What to Do if You Receive an Estimated Bill
Get the lowdown on how to provide your energy retailer with an accurate self-read of your electricity meter. Say goodbye to estimated bills now.
Have you received an energy bill based on an estimate of your usage? This happens when your distributor can’t read your meter for reasons like unrestrained pets, locked gates, long grass, severe weather events, faulty meter reading equipment, or issues with meter data.
Estimated bills can also be issued if there are interruptions and staffing issues. For example, in Sydney during the COVID lockdowns in 2021, meter reading was paused as a public health precaution, and many households received estimated bills.
This article will cover the basics of estimated bills and what you should do if you receive one.
What is an Estimated Bill?
An estimated bill means that your bill is calculated from on an estimate of your energy usage. This estimate is usually based on your usage during the equivalent period in the previous year.
Estimated bills may be issued if your meter cannot be read due to physical barriers, weather, or technical issues. If your meter cannot be accessed, you’ll continue to receive estimated bills until the access issue is resolved.
How to Tell if Your Bill is Estimated
The total charges section of your bill will state whether it is based on an actual or estimated reading. It may appear as either an (A) or (E) after the meter reading numbers, where A stands for actual and E for estimated, or it may show the full words ‘Actual’ and ‘Estimate’.
If the meter reader can’t access your meter, they’ll usually leave a card in your letterbox to let you know.

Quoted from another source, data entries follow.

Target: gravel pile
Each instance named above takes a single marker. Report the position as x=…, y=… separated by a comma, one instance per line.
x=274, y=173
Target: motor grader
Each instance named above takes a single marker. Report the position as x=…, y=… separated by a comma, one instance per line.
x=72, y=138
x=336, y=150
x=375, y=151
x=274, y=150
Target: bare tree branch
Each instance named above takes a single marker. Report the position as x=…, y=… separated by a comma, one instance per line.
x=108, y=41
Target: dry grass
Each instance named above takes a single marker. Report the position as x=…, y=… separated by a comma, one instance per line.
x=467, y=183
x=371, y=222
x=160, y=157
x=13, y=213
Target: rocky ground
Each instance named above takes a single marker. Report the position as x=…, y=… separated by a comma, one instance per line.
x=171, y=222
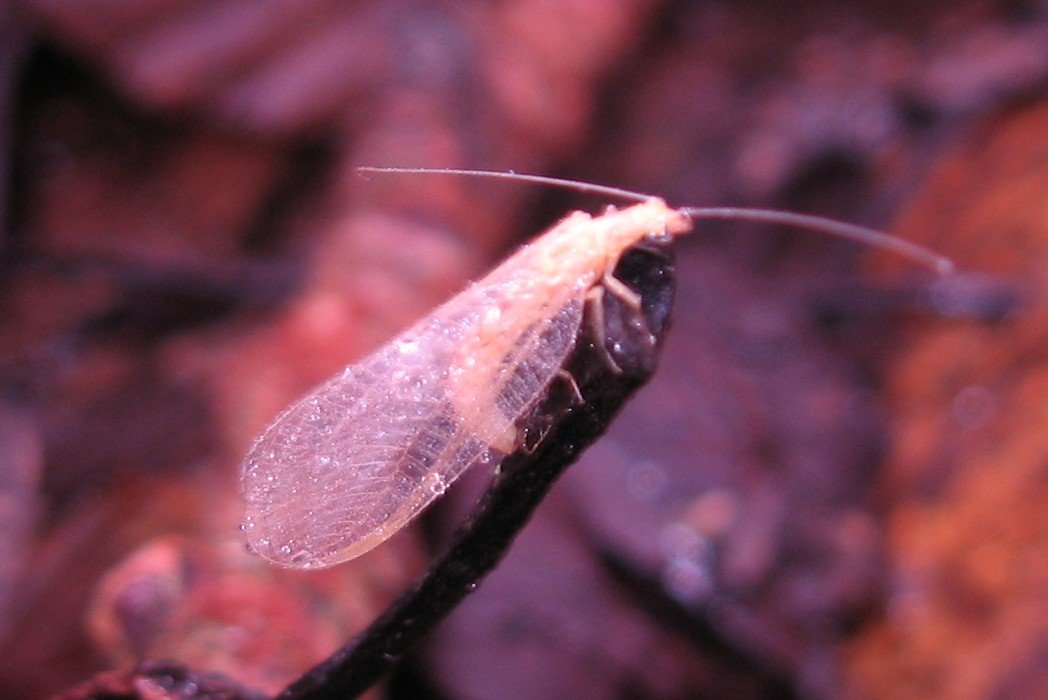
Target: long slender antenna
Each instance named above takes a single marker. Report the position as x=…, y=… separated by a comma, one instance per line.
x=519, y=177
x=918, y=254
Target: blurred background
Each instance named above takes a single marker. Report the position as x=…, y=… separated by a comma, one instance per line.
x=836, y=485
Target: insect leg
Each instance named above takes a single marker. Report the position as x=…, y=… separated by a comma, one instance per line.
x=594, y=311
x=615, y=286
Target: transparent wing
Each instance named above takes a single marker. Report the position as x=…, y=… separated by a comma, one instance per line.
x=350, y=463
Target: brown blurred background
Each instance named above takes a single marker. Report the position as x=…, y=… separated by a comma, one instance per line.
x=836, y=486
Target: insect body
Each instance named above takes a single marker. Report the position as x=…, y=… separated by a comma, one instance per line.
x=350, y=463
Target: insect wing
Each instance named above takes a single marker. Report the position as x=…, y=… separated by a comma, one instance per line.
x=349, y=464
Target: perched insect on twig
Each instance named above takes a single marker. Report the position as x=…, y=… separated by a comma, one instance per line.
x=358, y=457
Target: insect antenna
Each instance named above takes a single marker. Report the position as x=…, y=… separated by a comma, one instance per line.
x=918, y=254
x=872, y=237
x=519, y=177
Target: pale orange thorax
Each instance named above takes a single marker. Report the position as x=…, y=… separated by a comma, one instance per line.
x=555, y=269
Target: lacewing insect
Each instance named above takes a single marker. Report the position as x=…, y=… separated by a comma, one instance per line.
x=353, y=461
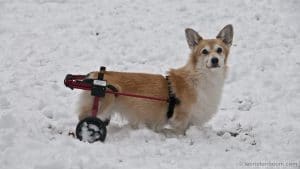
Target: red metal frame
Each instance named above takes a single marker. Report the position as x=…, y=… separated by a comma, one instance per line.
x=76, y=82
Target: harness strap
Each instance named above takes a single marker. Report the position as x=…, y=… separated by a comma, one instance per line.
x=173, y=100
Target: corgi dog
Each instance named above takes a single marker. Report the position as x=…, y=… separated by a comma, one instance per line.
x=197, y=86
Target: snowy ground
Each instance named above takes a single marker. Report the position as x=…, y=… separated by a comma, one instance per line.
x=42, y=40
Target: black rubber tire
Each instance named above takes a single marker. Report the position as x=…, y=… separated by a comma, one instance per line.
x=96, y=129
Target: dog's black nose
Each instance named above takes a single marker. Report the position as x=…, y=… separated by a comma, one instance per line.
x=214, y=61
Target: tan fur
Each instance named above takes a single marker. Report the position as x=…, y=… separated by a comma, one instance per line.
x=198, y=87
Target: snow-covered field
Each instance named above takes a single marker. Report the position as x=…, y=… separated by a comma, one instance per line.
x=43, y=40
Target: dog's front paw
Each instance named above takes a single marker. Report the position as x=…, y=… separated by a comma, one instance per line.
x=170, y=133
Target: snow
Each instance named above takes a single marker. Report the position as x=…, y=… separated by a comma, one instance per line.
x=43, y=40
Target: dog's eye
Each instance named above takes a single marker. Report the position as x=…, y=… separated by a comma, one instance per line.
x=205, y=51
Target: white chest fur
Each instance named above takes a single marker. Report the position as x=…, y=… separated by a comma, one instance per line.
x=209, y=92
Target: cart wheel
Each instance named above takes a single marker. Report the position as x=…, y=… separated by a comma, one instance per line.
x=91, y=129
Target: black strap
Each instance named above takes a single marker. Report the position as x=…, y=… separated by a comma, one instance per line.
x=173, y=100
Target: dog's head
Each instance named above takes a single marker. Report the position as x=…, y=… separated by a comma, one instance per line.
x=210, y=54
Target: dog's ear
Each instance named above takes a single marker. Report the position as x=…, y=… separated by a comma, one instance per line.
x=226, y=35
x=192, y=37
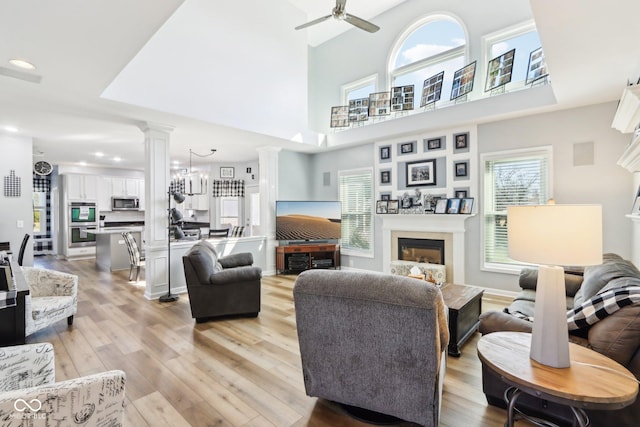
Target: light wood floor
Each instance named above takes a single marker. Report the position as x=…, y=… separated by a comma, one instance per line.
x=240, y=372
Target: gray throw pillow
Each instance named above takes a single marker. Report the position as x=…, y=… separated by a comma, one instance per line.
x=596, y=277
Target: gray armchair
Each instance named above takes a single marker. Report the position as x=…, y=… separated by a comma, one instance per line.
x=220, y=286
x=373, y=341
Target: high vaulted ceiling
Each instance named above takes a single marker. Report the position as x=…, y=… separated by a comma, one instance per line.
x=107, y=66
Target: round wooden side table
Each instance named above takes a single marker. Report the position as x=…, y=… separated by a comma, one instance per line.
x=593, y=381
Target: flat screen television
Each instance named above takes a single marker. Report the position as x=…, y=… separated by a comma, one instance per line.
x=308, y=221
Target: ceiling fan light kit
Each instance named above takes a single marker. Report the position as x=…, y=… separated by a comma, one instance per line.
x=339, y=13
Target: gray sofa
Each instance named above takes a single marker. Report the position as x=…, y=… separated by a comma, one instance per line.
x=616, y=336
x=372, y=341
x=221, y=286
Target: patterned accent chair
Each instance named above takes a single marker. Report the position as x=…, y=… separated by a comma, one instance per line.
x=237, y=231
x=53, y=296
x=30, y=396
x=135, y=258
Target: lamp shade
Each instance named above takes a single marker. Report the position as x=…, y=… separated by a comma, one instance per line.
x=555, y=234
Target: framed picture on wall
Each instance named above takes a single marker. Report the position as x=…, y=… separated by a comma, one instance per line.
x=453, y=206
x=432, y=89
x=340, y=116
x=537, y=68
x=434, y=144
x=461, y=169
x=385, y=152
x=385, y=177
x=381, y=206
x=461, y=141
x=441, y=206
x=359, y=110
x=422, y=172
x=402, y=98
x=379, y=104
x=499, y=70
x=466, y=206
x=408, y=147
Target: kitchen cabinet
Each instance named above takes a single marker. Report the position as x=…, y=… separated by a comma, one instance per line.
x=104, y=194
x=127, y=187
x=82, y=187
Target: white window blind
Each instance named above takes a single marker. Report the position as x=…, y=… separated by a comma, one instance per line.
x=516, y=178
x=356, y=195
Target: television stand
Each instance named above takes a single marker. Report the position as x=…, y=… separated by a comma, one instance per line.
x=297, y=258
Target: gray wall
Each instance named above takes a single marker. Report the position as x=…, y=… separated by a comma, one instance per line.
x=330, y=163
x=16, y=209
x=603, y=182
x=295, y=180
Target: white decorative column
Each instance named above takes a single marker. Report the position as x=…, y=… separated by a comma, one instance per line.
x=156, y=187
x=268, y=161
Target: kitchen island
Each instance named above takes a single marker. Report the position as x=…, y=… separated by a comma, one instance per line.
x=111, y=249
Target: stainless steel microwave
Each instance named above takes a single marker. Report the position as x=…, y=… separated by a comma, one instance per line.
x=125, y=203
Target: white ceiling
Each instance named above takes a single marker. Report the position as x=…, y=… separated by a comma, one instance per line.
x=88, y=51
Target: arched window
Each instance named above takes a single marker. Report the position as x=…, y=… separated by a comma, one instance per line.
x=434, y=44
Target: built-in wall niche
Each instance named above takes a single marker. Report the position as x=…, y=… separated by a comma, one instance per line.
x=418, y=170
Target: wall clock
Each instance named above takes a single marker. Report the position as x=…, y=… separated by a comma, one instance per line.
x=42, y=167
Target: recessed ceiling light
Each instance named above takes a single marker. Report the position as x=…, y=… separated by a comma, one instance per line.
x=21, y=63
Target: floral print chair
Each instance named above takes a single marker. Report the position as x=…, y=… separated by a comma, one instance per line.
x=29, y=395
x=53, y=296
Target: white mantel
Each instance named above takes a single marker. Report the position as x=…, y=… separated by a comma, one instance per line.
x=428, y=223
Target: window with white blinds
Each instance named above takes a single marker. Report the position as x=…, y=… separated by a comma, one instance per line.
x=356, y=195
x=520, y=177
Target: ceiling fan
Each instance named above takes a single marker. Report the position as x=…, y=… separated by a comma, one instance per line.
x=339, y=13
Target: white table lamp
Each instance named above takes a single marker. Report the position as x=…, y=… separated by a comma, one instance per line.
x=553, y=236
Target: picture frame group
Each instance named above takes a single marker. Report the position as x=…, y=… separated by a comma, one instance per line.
x=454, y=206
x=421, y=173
x=387, y=206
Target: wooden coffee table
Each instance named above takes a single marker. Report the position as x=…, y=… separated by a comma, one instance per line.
x=465, y=306
x=592, y=381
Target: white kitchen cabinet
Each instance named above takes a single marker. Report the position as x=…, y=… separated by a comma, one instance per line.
x=104, y=193
x=82, y=187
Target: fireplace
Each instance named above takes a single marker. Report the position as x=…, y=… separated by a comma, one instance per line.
x=448, y=228
x=429, y=251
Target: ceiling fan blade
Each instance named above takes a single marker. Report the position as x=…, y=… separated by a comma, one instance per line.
x=314, y=22
x=361, y=23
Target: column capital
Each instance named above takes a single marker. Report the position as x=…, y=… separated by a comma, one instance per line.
x=152, y=126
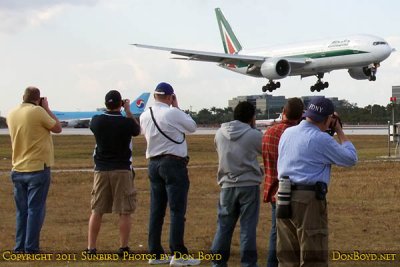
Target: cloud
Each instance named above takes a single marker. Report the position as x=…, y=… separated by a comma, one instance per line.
x=16, y=15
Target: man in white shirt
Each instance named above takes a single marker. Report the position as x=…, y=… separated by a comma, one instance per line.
x=164, y=126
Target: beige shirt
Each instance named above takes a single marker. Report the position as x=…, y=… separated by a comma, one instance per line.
x=31, y=140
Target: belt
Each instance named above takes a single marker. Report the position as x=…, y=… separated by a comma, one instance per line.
x=303, y=187
x=169, y=156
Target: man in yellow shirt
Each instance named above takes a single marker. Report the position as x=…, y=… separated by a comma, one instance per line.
x=30, y=125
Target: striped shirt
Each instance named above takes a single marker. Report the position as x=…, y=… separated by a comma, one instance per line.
x=270, y=144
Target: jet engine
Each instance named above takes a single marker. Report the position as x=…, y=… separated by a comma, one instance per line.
x=362, y=73
x=275, y=68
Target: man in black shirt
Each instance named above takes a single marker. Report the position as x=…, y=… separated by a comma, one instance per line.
x=113, y=188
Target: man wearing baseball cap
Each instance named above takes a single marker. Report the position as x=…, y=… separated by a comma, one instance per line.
x=164, y=126
x=306, y=153
x=113, y=187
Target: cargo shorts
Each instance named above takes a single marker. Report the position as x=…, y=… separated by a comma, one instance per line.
x=114, y=192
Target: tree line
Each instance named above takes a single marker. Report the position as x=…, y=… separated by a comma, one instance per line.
x=349, y=113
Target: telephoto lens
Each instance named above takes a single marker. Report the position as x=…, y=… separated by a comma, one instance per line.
x=283, y=210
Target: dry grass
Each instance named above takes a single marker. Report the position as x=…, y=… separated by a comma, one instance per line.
x=363, y=204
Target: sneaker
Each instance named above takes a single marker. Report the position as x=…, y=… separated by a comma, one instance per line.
x=159, y=261
x=188, y=261
x=121, y=252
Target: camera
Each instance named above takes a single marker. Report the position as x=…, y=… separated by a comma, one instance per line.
x=283, y=209
x=331, y=129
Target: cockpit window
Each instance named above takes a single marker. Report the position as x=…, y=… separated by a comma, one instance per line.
x=379, y=43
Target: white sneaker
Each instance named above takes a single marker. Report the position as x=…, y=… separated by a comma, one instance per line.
x=186, y=261
x=159, y=261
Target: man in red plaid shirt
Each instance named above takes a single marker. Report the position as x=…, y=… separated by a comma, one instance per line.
x=291, y=116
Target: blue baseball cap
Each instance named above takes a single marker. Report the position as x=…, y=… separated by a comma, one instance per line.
x=164, y=89
x=319, y=108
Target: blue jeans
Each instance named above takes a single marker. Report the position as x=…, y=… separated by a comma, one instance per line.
x=30, y=194
x=169, y=182
x=235, y=202
x=272, y=260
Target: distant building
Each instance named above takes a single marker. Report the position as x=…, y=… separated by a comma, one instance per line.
x=396, y=93
x=263, y=103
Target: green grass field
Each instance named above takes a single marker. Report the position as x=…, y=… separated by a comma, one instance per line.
x=364, y=211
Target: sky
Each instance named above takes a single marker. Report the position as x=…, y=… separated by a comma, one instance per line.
x=75, y=51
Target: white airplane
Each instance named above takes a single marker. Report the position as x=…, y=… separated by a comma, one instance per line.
x=360, y=54
x=81, y=119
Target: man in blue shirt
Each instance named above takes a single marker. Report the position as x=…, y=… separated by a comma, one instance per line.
x=306, y=153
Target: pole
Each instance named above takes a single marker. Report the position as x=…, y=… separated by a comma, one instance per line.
x=389, y=139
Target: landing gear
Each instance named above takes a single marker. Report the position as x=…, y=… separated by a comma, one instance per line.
x=319, y=85
x=371, y=71
x=271, y=86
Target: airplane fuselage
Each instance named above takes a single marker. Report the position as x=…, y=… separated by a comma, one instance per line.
x=325, y=55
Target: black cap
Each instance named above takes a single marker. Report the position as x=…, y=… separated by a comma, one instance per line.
x=113, y=96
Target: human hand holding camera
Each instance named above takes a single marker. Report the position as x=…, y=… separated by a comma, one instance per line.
x=335, y=125
x=44, y=103
x=126, y=104
x=174, y=101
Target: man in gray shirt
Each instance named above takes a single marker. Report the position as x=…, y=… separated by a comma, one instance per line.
x=239, y=174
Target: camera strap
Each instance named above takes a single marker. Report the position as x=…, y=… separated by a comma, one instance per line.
x=165, y=135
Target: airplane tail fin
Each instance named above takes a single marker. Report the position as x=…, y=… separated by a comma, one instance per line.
x=139, y=104
x=229, y=40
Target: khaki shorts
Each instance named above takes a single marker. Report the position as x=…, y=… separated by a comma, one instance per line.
x=114, y=191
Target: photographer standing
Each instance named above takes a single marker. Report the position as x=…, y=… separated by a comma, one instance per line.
x=164, y=126
x=306, y=153
x=113, y=187
x=30, y=125
x=238, y=145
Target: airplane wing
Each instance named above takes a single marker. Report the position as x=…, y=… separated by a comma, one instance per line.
x=221, y=58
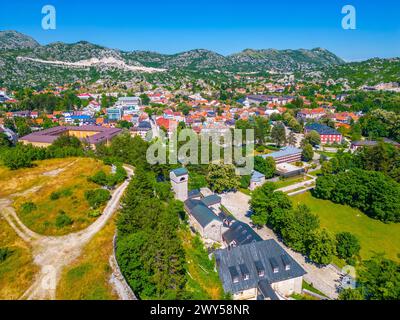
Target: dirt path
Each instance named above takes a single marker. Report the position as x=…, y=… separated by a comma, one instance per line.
x=52, y=254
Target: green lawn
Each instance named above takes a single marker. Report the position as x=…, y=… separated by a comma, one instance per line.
x=374, y=235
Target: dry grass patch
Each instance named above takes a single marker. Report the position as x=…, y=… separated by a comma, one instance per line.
x=41, y=210
x=18, y=270
x=87, y=278
x=21, y=180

How Your Estimated Bill is Calculated
An estimated bill will usually be based on the consumption data from the last reading in the same period from the previous year. Energy consumption is very sensitive to weather and can change if the appliances in your home are changed, if people have moved in or out, or if your behaviour and habits change. This can result in an under-estimate or an over-estimate of your energy consumption.
If your bill is under-estimated, you’ll receive a larger “catchup bill” on the next bill cycle that is based on an actual reading.
Conversely, if your bill is over-estimated, you’ll have beeen charged for more than you used, and you may end up with a credit on your account when the reconciliation occurs.
What Can You Do if Your Bill is Estimated?
You do not have to accept and pay an estimated bill.
Since October 2018, the rules have allowed energy consumers to request an adjusted bill to be re-issued based on their own meter reading.
Requesting an adjusted bill
Your retailer must re-issue an adjusted bill based on your meter self-reading so long as you provide your self-reading before the bill payment due date and your self-reading meets the retailer’s guidance and requirements.
Before accepting your self-reading, your retailer will check to ensure that the reading you provide is consistent with the numbering format of your meter and is higher than your previous most recent actual read.
If your self-reading is not accepted, the retailer must clearly explain the reason(s) for not accepting it.
How to provide a self-reading
The most common way to provide a self-read of your energy meter is to take a photo of the dials or the display of that meter.
Some retailers may also accept your self-read over the phone or via a self-serve web form.
Most energy retailers have a page on their website with advice on self-reads and may also offer an online submission form.
What Happens to Your Next Bill?
When there has been an estimated bill, your retailer may need to adjust the next actual bill, which may result in a credit to your account if the bill was overestimated or a further payment request if underestimated.
If your bill was overestimated and you were charged for more electricity than you consumed, the next reconciliation bill may include negative kWh or MJ consumption data.
Bill Hero will not analyse and report on bills that include negative consumption.
If the estimated bill was under-estimated, the following actual bill might be higher than usual, since it will include the consumption and charges for that billing period, plus the balance of the underestimated charges from the previous p[period, than
What to Do if You Have a Problem with an Estimated Bill
If you have any issues with your estimated bill, the first step is to contact your energy retailer. If they can’t resolve your problem or if you’re still unsatisfied, you can always escalate to your state-based Energy Ombudsman.